Sevdiğim iki gözüm ellere yar oldu da bubaaa nınınnırıı...
Diyerek mutfaktan oturma odasına doğru geçip sofrayı bir güzel hazırladım, ohh mis gibi kokuyor aman aman ne maharetliymişim ben böyle, beni alan yaşadı diyip gülmekten alıkoyamadım kendimi.
Neyse şimdi annemi çağırayım da bir an önce işlerimi halledeyim, hemen kafamı oturma odasının kapısından uzatıp anneme seslendim.
- Anneee, hadi sofrayı kurdum yemek yiyelim.
Zaten küçücük olan bu evde ben kafamı çıkarmasam da beni duyacaktı, benimki de alışkanlık işte. Bizimkilerin gelmesiyle herkes yerlerine otururken bende yemekleri koymaya başladım. Neyse ki çok kalabalık değiliz yoksa kim uğrayacaktı onca yemek ve temizlik işiyle, ah ah şu bizim minik fareler biraz büyüseydi onlara yaptırıp işten kaytarırdım anacuğumda birşey diyemezdi.

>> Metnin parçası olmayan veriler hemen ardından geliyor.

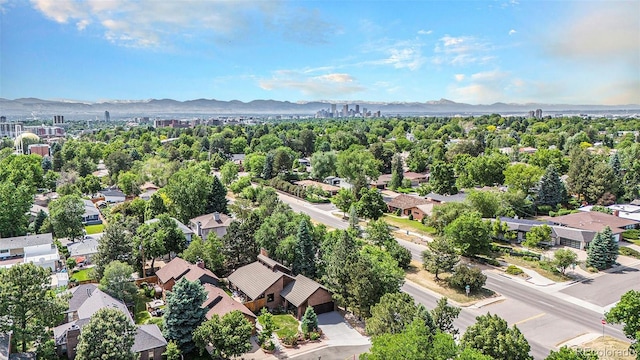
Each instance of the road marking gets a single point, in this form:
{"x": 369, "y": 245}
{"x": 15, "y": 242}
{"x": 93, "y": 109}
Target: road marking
{"x": 531, "y": 318}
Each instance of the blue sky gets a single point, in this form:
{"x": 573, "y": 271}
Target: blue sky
{"x": 479, "y": 52}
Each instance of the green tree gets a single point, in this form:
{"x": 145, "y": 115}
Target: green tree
{"x": 522, "y": 176}
{"x": 118, "y": 282}
{"x": 440, "y": 255}
{"x": 537, "y": 235}
{"x": 442, "y": 179}
{"x": 27, "y": 307}
{"x": 110, "y": 334}
{"x": 128, "y": 182}
{"x": 563, "y": 258}
{"x": 172, "y": 351}
{"x": 566, "y": 353}
{"x": 397, "y": 172}
{"x": 229, "y": 336}
{"x": 184, "y": 313}
{"x": 469, "y": 233}
{"x": 304, "y": 261}
{"x": 218, "y": 197}
{"x": 358, "y": 166}
{"x": 15, "y": 203}
{"x": 343, "y": 200}
{"x": 626, "y": 312}
{"x": 444, "y": 315}
{"x": 309, "y": 320}
{"x": 371, "y": 204}
{"x": 464, "y": 275}
{"x": 66, "y": 217}
{"x": 116, "y": 244}
{"x": 391, "y": 314}
{"x": 323, "y": 164}
{"x": 228, "y": 173}
{"x": 551, "y": 190}
{"x": 188, "y": 191}
{"x": 492, "y": 336}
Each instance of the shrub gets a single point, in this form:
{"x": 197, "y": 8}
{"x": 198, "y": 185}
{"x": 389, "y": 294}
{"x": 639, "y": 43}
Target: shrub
{"x": 514, "y": 270}
{"x": 629, "y": 252}
{"x": 464, "y": 275}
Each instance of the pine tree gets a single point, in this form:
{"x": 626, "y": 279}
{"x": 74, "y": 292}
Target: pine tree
{"x": 184, "y": 313}
{"x": 597, "y": 253}
{"x": 551, "y": 190}
{"x": 218, "y": 198}
{"x": 304, "y": 261}
{"x": 397, "y": 173}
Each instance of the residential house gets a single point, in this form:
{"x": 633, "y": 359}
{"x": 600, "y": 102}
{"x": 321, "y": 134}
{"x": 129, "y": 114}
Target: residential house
{"x": 215, "y": 222}
{"x": 38, "y": 249}
{"x": 267, "y": 283}
{"x": 5, "y": 350}
{"x": 178, "y": 268}
{"x": 329, "y": 189}
{"x": 188, "y": 233}
{"x": 411, "y": 205}
{"x": 91, "y": 214}
{"x": 85, "y": 301}
{"x": 443, "y": 199}
{"x": 595, "y": 221}
{"x": 220, "y": 303}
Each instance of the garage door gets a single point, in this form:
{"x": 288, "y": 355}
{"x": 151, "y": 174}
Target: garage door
{"x": 571, "y": 243}
{"x": 323, "y": 308}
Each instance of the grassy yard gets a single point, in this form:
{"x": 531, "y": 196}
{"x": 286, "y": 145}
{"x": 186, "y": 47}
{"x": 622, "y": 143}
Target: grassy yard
{"x": 534, "y": 265}
{"x": 609, "y": 348}
{"x": 81, "y": 275}
{"x": 285, "y": 325}
{"x": 411, "y": 225}
{"x": 426, "y": 279}
{"x": 94, "y": 229}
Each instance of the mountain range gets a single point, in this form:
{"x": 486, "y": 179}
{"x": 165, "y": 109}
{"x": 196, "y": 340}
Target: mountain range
{"x": 123, "y": 108}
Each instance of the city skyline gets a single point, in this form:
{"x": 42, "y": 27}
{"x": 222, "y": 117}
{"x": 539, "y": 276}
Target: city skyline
{"x": 478, "y": 52}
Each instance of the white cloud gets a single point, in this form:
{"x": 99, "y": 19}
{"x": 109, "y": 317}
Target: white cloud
{"x": 461, "y": 50}
{"x": 151, "y": 23}
{"x": 315, "y": 86}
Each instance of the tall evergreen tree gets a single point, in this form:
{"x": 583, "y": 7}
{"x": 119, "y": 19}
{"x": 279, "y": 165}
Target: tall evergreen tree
{"x": 218, "y": 198}
{"x": 551, "y": 190}
{"x": 397, "y": 172}
{"x": 184, "y": 313}
{"x": 304, "y": 261}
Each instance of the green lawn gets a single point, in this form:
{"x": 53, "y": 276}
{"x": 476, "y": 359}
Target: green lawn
{"x": 81, "y": 275}
{"x": 94, "y": 229}
{"x": 411, "y": 225}
{"x": 286, "y": 325}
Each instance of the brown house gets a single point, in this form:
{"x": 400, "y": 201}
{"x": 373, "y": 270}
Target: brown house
{"x": 267, "y": 283}
{"x": 177, "y": 268}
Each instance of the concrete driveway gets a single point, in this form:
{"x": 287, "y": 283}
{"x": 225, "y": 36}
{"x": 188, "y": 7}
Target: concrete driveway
{"x": 338, "y": 331}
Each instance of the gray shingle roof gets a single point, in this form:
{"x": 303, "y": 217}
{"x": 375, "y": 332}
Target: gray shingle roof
{"x": 300, "y": 290}
{"x": 148, "y": 337}
{"x": 24, "y": 241}
{"x": 254, "y": 279}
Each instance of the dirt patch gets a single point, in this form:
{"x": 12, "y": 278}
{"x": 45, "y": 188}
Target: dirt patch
{"x": 418, "y": 275}
{"x": 609, "y": 348}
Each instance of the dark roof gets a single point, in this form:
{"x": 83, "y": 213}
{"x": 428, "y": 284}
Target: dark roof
{"x": 298, "y": 291}
{"x": 403, "y": 201}
{"x": 25, "y": 241}
{"x": 254, "y": 279}
{"x": 148, "y": 337}
{"x": 459, "y": 197}
{"x": 218, "y": 302}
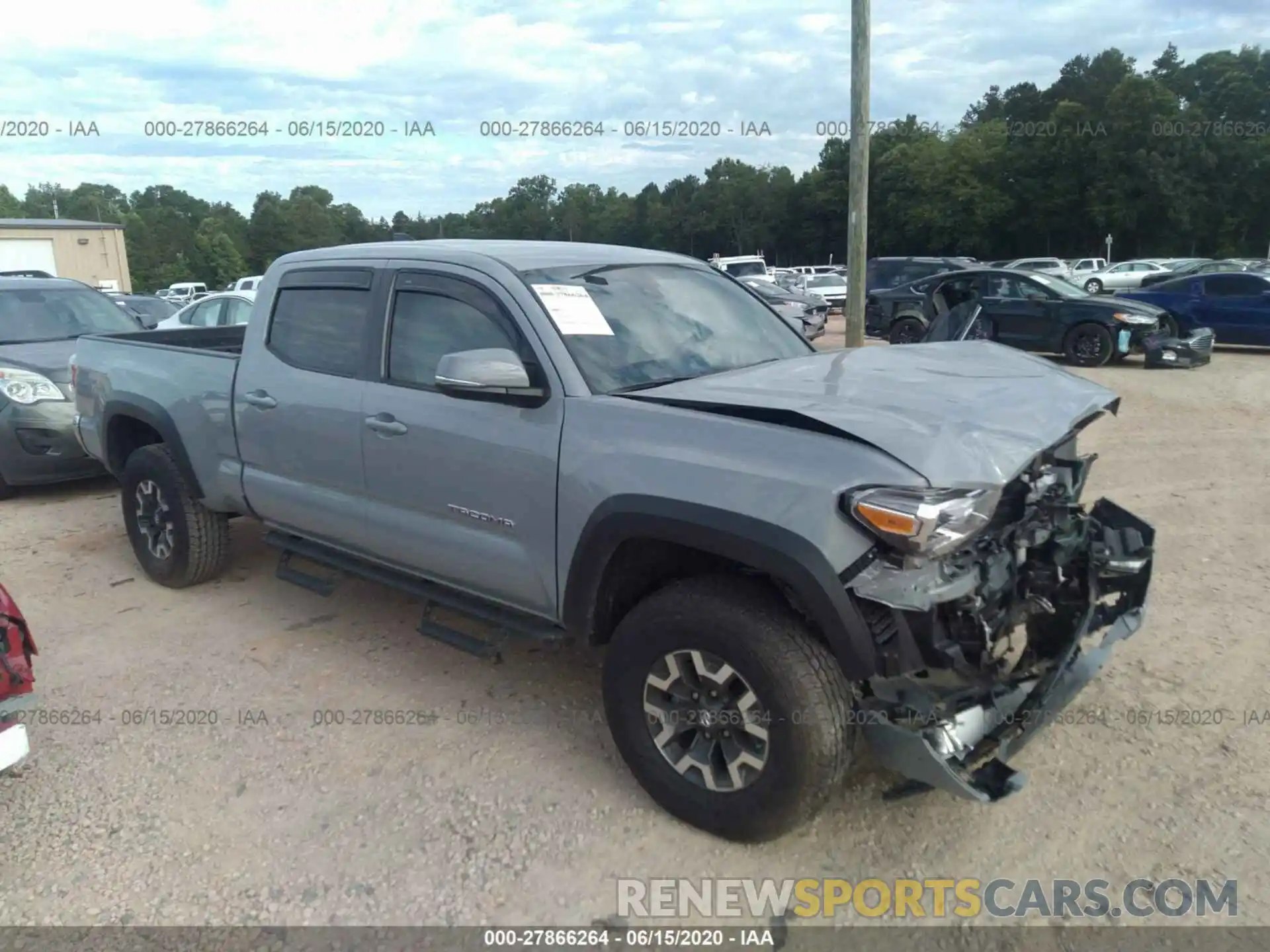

Ben böyle düşüncelere dalmışken herkes yemeğine başlamıştı bile,
herkes dediğime bakmayın canım annem Sema, bu gece mesaiye kalan babam burada olmasa da, ben ve ikiz kardeşlerim Hamit ve Halime...
O kadar kalabalık yani geniş bir aile değiliz.
Bende daha fazla yemekler soğumadan başlayayım, herkes karnını doyurduktan sonra bulaşıkları makineye yerleştirip bende odama öhöm çocuklarla olan odamıza çekildik.
Bir iki saat sonra bizim minik fındıklar uyuya kalmıştı bende biraz ders çalışıp uyumak için hazırlanmıştım. Yarın ne de olsa büyük gündü çünkü gittiğim yakın dövüş kursunda siyah kemer alacaktım, bu arada ders çalışıyorum dediysem öğretmenim hemde ilahiyat mezunu, yakın dövüş, okçuluk ve at biniciliğinde usta olanlardan.
Kendimle gurur duyuyorum çünkü bu zor sporlar için yıllarımı vermiştim.
İstediğim bölümü bitirmiş şimdide sınavlarına hazırlanıyordum.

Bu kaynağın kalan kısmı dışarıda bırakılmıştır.